Follow the steps to 36th Street NW. Pass the Tombs restaurant and bar on the left, the Georgetown University hangout that inspired the movie St. Elmo’s Fire. Turn left on N Street NW and follow it across 37th Street NW to climb 48 stairs into Georgetown University, the nation’s oldest Catholic and Jesuit university. At the top, turn left into the Mark Lauinger Memorial Library. The granite-flecked concrete structure was designed in 1970 by John Carl Warnecke, who also designed President Kennedy’s grave at Arlington National Cemetery. The library’s vast collections, which are accessible to researchers, include the Russell J. Bowen Collection on Intelligence, Security and Covert Activities. CIA technical analyst Col. Russell J. Bowen donated most of this unparalleled collection in 1993. CIA directors William E. Colby and Richard Helms, who both lived in Georgetown, later donated papers. Exit the library and stay right on the diagonal brick sidewalk toward the O Street exit gate. On the left is Georgetown’s flagship building, Healy Hall. The massive granite building with a steeple-like clock tower was built in 1877.

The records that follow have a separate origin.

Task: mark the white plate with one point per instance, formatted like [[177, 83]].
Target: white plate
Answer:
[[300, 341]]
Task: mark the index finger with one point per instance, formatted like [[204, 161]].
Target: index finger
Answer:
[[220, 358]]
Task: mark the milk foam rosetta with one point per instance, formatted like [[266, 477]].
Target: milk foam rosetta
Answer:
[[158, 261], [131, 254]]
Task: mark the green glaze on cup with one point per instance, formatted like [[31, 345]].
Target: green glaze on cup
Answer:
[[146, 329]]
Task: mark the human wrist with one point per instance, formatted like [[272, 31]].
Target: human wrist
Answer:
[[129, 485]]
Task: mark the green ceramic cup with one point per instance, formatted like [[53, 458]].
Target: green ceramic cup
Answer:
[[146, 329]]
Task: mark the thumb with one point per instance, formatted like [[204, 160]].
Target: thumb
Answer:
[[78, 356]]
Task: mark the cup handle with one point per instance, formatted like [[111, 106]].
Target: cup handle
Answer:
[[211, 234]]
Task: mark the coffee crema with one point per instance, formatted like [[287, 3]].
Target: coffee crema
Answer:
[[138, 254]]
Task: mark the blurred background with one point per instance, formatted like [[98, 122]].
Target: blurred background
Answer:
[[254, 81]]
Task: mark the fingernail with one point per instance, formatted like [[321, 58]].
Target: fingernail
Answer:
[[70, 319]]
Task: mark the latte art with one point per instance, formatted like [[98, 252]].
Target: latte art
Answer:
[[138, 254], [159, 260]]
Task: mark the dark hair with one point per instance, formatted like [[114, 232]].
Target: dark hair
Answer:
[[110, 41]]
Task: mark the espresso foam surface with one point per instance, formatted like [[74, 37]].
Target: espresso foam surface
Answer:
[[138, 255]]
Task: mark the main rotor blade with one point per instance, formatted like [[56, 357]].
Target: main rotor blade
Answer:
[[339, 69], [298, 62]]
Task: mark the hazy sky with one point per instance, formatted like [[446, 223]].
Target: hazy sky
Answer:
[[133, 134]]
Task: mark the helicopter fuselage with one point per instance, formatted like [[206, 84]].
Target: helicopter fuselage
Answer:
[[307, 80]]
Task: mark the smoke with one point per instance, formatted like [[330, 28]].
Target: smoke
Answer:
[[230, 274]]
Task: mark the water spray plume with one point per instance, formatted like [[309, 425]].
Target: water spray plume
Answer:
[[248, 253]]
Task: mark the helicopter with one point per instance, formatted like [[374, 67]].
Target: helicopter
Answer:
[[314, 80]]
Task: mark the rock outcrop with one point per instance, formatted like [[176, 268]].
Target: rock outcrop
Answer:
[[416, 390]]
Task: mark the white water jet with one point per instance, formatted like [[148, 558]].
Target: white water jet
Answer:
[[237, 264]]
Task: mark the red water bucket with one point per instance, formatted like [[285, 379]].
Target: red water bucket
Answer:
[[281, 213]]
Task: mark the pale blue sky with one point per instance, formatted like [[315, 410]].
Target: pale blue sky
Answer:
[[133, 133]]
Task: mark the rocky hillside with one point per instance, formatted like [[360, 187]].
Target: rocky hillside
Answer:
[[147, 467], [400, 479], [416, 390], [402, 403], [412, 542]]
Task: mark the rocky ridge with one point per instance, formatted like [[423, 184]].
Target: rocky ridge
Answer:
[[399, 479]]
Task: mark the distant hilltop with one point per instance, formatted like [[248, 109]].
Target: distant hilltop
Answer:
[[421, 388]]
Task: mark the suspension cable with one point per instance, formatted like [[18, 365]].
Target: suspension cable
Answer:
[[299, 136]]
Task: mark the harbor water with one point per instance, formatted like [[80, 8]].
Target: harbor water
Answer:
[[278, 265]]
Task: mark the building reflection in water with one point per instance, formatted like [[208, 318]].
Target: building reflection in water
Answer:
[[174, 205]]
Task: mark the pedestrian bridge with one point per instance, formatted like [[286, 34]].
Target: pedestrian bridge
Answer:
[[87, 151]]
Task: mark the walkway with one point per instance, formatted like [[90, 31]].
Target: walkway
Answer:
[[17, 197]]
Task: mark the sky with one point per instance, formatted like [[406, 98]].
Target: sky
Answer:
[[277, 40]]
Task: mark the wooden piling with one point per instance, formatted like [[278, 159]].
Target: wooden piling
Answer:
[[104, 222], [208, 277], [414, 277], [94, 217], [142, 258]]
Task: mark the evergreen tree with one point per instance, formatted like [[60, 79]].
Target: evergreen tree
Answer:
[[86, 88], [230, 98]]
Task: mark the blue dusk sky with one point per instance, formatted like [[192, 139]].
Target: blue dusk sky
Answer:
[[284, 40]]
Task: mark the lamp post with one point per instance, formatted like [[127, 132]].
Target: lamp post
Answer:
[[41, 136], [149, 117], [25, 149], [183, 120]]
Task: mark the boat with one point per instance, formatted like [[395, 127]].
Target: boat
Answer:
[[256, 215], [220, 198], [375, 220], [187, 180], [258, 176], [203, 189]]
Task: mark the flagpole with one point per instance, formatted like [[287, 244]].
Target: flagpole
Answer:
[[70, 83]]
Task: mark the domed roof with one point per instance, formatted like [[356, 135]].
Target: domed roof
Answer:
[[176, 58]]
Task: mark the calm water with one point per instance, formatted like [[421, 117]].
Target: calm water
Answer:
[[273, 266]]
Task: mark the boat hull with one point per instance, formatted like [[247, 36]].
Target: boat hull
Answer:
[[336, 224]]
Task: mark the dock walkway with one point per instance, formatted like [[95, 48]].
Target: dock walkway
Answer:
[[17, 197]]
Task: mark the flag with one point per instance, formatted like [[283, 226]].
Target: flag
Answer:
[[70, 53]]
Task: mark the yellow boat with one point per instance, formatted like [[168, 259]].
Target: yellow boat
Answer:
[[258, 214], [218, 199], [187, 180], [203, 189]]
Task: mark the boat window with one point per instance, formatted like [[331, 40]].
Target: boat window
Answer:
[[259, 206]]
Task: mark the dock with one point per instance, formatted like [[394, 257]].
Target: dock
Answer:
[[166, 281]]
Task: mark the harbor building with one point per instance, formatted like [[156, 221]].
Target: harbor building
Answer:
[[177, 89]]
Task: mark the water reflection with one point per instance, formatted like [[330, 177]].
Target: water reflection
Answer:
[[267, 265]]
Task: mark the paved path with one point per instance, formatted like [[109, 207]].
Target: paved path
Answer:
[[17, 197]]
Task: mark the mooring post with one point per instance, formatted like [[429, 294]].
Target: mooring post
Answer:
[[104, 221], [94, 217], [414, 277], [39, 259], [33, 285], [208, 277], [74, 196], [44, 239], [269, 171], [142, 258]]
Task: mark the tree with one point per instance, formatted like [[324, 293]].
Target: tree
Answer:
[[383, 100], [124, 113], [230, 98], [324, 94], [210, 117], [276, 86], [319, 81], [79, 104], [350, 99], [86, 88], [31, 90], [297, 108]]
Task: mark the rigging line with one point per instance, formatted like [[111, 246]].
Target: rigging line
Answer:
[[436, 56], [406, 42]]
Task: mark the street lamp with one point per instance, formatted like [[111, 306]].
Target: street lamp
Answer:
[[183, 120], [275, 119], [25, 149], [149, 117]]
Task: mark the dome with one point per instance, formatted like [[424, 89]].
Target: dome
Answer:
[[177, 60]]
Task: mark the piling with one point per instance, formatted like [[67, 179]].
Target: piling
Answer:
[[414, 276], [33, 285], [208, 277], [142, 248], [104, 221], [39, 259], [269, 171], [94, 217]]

Walk east on O Street NW to 34th Street NW. On the northwest corner is the four-story brick house where then-Congressman John F. Kennedy lived with his sister, Eunice, from 1949 to 1951, says Paul Kelsey Williams’ book, The Historic Homes of J.F.K. Henry Addison also lived there. He was mayor of Georgetown before it became part of Washington, D.C. On the northeast corner is the rambling, two-story brick mansion that Under Armour sports clothing founder Kevin Plank bought in 2013, Washingtonian magazine says. In 1996, Plank started his Baltimore-based company a block away in his grandmother’s three-story town house. His “new” eight-bedroom house, with a 34-foot ballroom and a heated lap pool, was also home to longtime ambassador David K. E. Bruce, who once worked for the OSS, America’s first modern-day spy agency.
Continue walking east on the cobblestone street with metal tracks from the defunct DC Transit streetcar system, which stopped running in 1962. On the right is the Bodisco House, famous as a federal period brick home and because Baron Alexandre de Bodisco, the 54-year-old Russian ambassador who owned it, married a 16-year-old, the Library of Congress says. Now it’s home to Secretary of State and former Democratic presidential candidate John Kerry and his Mozambique-born wife, Maria Teresa Thierstein Simões-Ferreira Heinz Kerry, heir to the ketchup fortune of her late husband, Republican Sen. Henry John Heinz III.
Turn right on 33rd Street NW and right again on N Street NW for the Kennedys’ former home one door down on the right. They lived in this three-story brick home with green shutters with Caroline and little “John-John” right before moving into the White House. (JFK’s pal Ben Bradlee moved next door after working as press attaché for the American Embassy in Paris and then for Newsweek, says Gregg Herken’s 2014 book, The Georgetown Set.)